Where did these hard edges come from? From my soft sister, the one who played jaunty songs for her Daddy.
“We can’t mourn forever,” she’d said. “And we can’t be trapped in this house forever.”
I have no interest in practicalities because Ma will rise out of her shallow grave and come back into the house. She will come out of her tomb and tell us what we are to do, because I have never known what to do, and for whatever morbid reason my sister seems to be more concerned with issues such as driving the Buick and achieving financial security than she is with explosive tragedy. Even the word death seems inadequate and overly soft. I remove a bag of red peppers, which are expensive. There’s a soft, wrapped thing that smells like fish, and when I read the scrawl it is fish, a lukewarm rainbow trout.
I say, “You bought fish.”
“We always eat fish. What’s wrong with fish?” Gillian runs her fingers through her hair, picking at her scalp with her fingernails. She finds some clogged pore or piece of dried skin and examines it at the tip of her finger before flicking it away, her long arm flying.

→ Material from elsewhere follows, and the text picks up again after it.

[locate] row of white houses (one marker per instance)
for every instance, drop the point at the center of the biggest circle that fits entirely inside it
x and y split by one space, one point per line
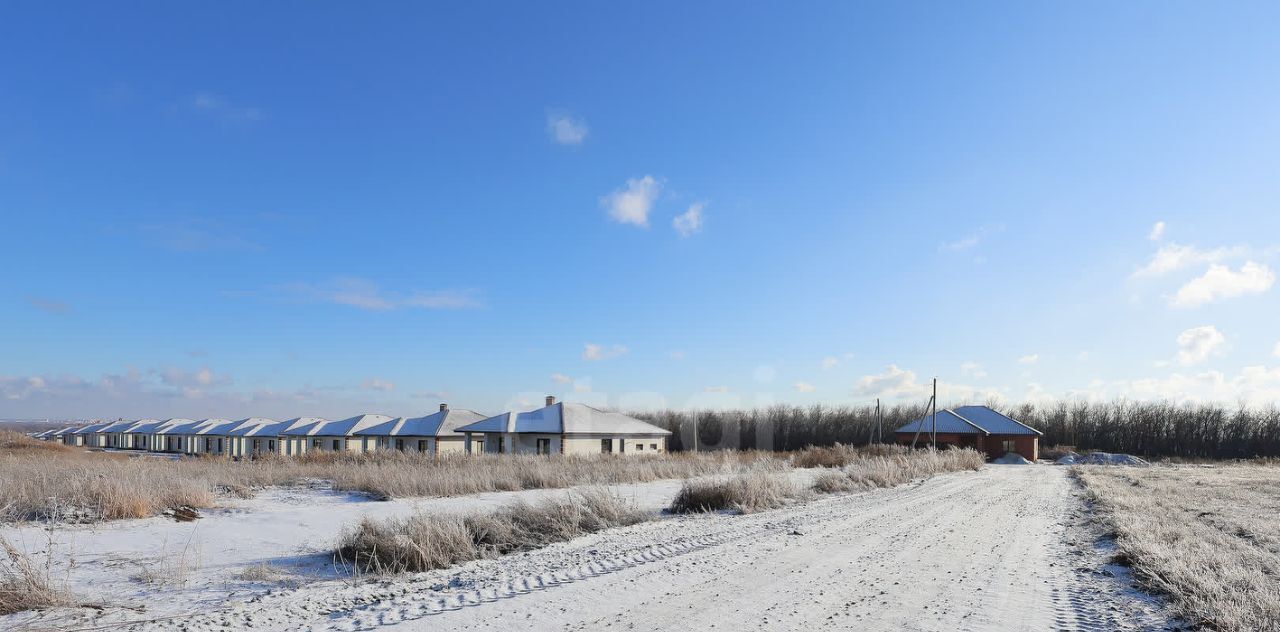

“You don’t know how to cook fish.”
Brown potatoes — we can always do with potatoes — and eggs. She has selected a few stalks of broccoli that look good and fresh, with cut white ends.
“Rules,” I say again.
“Don’t leave the house?”
“Without me. I’m not trapping you anywhere; I’m simply asking that I accompany you if you want to go into town. I have the right to leave the house as much as you do.”
“And the property?”
“The property is large. I don’t think it’s safe anymore.”
“Not since the man came, you mean.”
“That’s what I mean, and because Ma is gone.”

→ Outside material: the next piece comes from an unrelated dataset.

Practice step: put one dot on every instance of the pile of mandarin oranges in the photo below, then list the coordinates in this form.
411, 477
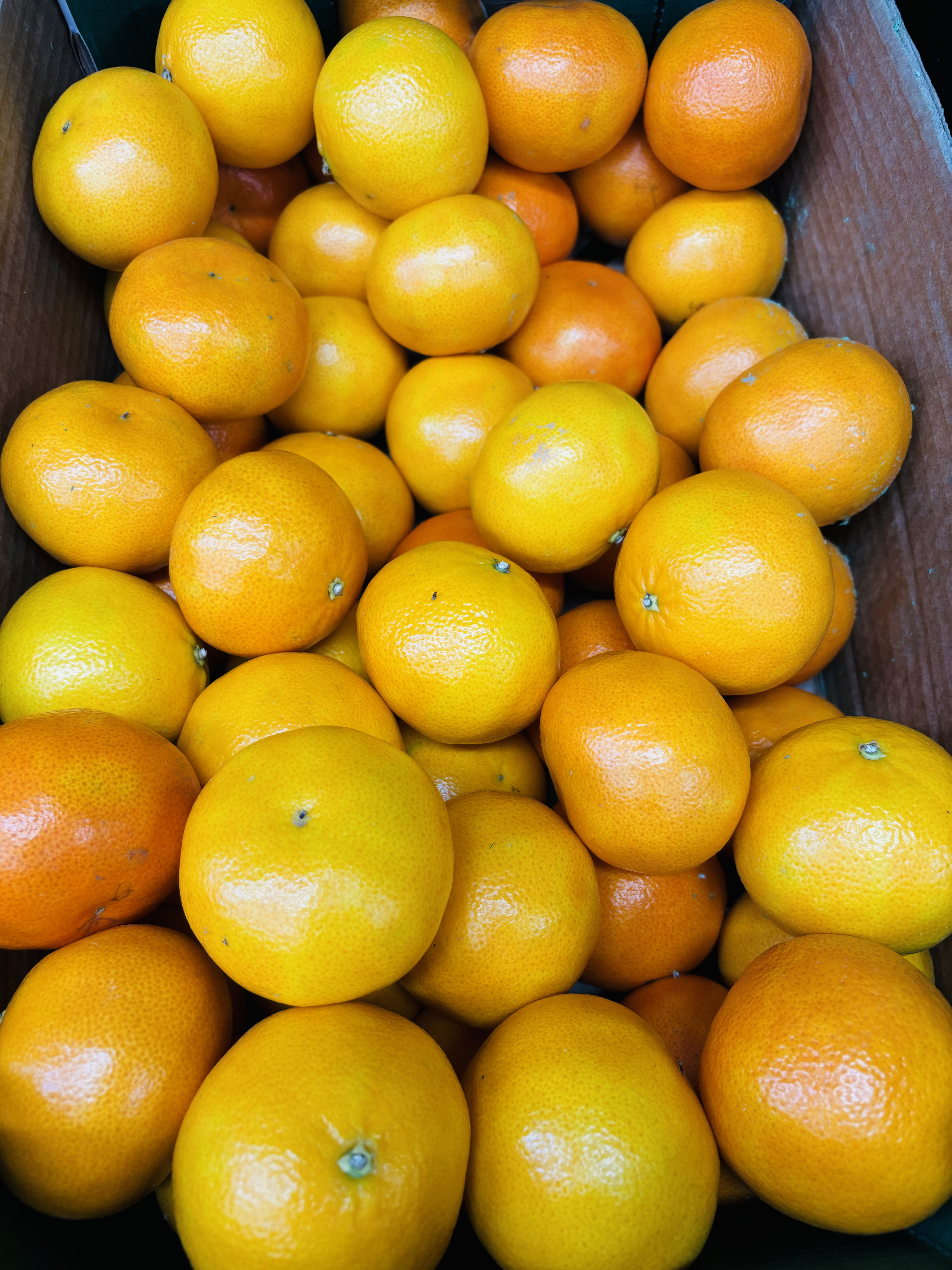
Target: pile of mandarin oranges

She lifts one foot into her lap and begins to rub it. Her fingers move carefully around the sore spots. In her loose dress I can barely see the shape of her body beneath, but it doesn’t matter because I know it, and it belongs to us; it is our shared property. I can see the blisters on her soles. Tentatively she presses her finger into one of them, and then releases the bubble. This blister belongs to us as well.
Milk, cans of mandarin oranges (a special treat), a smallish bag of rice.
“No rules,” she says without tone. “I’ll just break them. I’ll live how I want.”
“And how do you want?” I do not append an endearment.
“I’m still figuring that out.”
“Oh, come on.”
“All right. I want you to move out of my room. My great hope is that, before long, it will look like nothing ever changed. I think that the expression on your face is more than enough to let me know how you feel about that, but I want my own space again, and no one is alive to govern where I lay my head.”
“That makes absolutely no sense. Everything,” I say, “is completely arranged in the room as you like it. All of it is yours, your things are everywhere — there is barely anything in there that’s mine—”
“It’s not my room. It’s our room, where I am your tongyangxi. Which has been made completely clear to me over the last three months.”
“And so you’ll sleep in what was my room, and live in yours?” As the words roll out I realize that this is a fatuous question. Of course she will not. What this really means is the end of her body’s relationship with mine, which feels like a violation and a broken promise, both. “What you’re saying is that you’re ending things?” The question is not a question, and then I say, “This is massively wrong. No, you can’t do this.”